We never shy away from the crazy ideas. No ideas are thrown away on the first brainstorm.

—Ishita Ferdousi

As a field and career, UX is rapidly growing. About 4,000 new jobs are posted for UX designers per month, according to Emsi, a labor market analytics company. As organizations begin to understand the needs and expectations of viewers who go online or on mobile devices to shop, read, get healthy, find rides or quickly find the info they want, the demand for UX designers expands. According to one estimate, for every dollar a company spends on UX, it gets $100 in return.

Whether a website is easy to use on a mobile device can have an enormous impact on a company’s credibility. According to research from Google, 52 percent of users who had a bad experience on a mobile version of a website were less likely to engage with that company. And 79 percent said that if they couldn’t find something quickly on a mobile site, they’d go elsewhere, likely to a competitor.

“It’s an evolving field, and I can see changes in curriculum happening while I’ve been here,” says UX design student Ferdousi.

“A program has to be nimble and respond to changes in the market so we have the skillsets that are in demand when we graduate,” Seligsohn adds. “The chances to try our hand with real client problems prepares us in ways that classroom instruction alone doesn’t.”

UX design is a discipline that combines strong skills in empathy together with rigorous analysis and synthesis of information, Seligsohn says. It’s not just about being a great designer, nor a great programmer. It’s walking a line between the two. Students learn computer languages like HTML, CSS and Javascript to accurately convey the vision of the client, as well as the limitations of the code or platform.

New Order

Part of the strength of these four UX design students comes from their diverse background of experiences and careers. One was a lead singer in a band, two majored in architecture, one worked in graphic design, jewelry making and other areas.

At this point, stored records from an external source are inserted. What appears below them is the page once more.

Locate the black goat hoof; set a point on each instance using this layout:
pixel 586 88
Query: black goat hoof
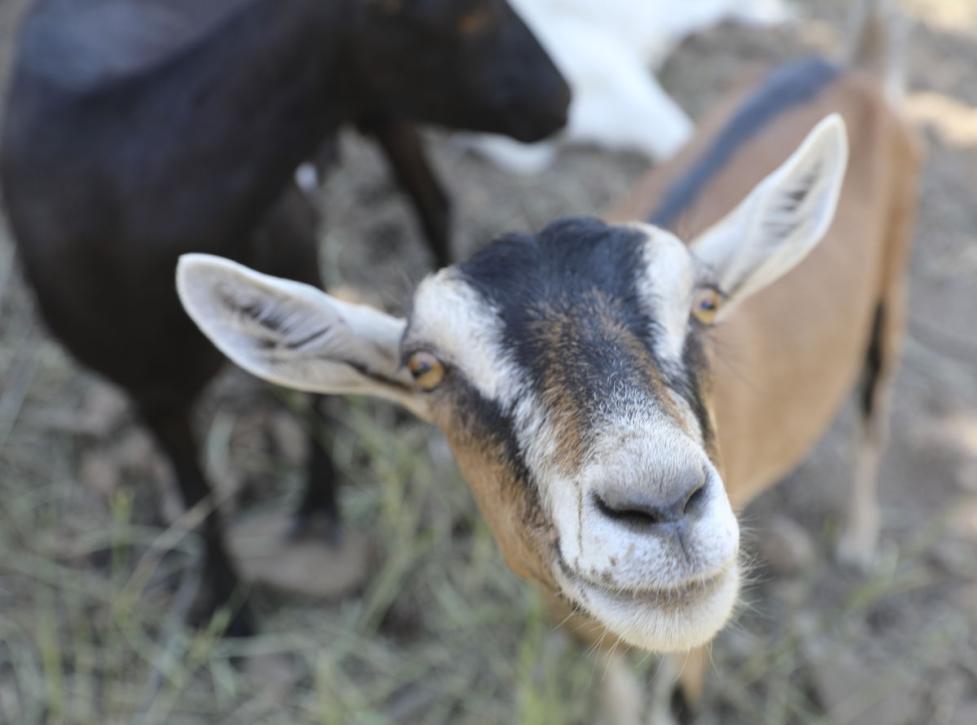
pixel 323 528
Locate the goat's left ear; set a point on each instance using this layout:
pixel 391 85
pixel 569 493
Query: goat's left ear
pixel 781 220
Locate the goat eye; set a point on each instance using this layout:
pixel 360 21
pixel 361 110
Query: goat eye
pixel 705 305
pixel 427 370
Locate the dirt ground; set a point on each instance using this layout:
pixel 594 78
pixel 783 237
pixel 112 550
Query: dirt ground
pixel 93 583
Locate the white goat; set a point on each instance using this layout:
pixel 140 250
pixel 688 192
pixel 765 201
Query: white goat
pixel 609 50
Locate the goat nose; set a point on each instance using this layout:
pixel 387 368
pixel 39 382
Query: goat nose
pixel 647 510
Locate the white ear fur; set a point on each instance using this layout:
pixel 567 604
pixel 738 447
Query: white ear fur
pixel 293 334
pixel 782 219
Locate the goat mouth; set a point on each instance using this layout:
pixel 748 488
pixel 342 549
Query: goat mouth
pixel 676 597
pixel 659 619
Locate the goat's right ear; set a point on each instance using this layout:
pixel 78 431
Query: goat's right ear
pixel 295 335
pixel 781 220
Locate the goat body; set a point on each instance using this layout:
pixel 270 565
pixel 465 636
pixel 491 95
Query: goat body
pixel 608 52
pixel 138 131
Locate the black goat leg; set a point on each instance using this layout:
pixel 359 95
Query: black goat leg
pixel 220 584
pixel 404 149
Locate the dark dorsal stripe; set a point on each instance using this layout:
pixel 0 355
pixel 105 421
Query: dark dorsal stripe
pixel 784 89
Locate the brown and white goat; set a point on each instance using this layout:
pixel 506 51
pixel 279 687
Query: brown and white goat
pixel 613 394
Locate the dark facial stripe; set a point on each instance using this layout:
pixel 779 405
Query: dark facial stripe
pixel 785 89
pixel 485 420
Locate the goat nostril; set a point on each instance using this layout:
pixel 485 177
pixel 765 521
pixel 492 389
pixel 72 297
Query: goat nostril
pixel 628 513
pixel 696 496
pixel 643 510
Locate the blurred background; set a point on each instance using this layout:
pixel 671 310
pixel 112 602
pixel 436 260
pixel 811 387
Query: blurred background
pixel 441 630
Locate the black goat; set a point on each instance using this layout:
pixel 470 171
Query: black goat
pixel 139 130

“In some ways, we’ve all had jobs that orbit around the user,” Gurak says.

These experiences give a flexibility of thought and openness to new ideas, Ferdousi says. “We never shy away from the crazy ideas. No ideas are thrown away on the first brainstorm.”

Remi Gurak
UX design student Remi Gurak

As they pulled together multiple rounds of feedback from many types of researchers and assembled design ideas, the future shape of the research website became clearer. The students make the case for an organization that separates the needs of researchers on campus from visitors seeking to learn more about Jefferson’s work in general—the audiences that might represent prospective faculty, collaborators and grant reviewers. Their new proposed site map organizes pages by most-requested topic and suggests sections to capture the newer research disciplines and areas.

“The students’ work was immensely useful in helping start the conversation on how this researcher website needs to evolve,” says Christian Small, associate vice president for interactive marketing. “As we revisit many of the questions the students posed to our researchers, our site design is slowly coming into focus in a way that represents the organization’s priorities.”

Will it become a seamless experience? Will researchers and science-curious visitors be able to easily discover what’s great about Jefferson’s inquiry? “As with any project with a similar scope, it’s now up to the client to decide how best to use UX recommendations and apply them,” Harner says.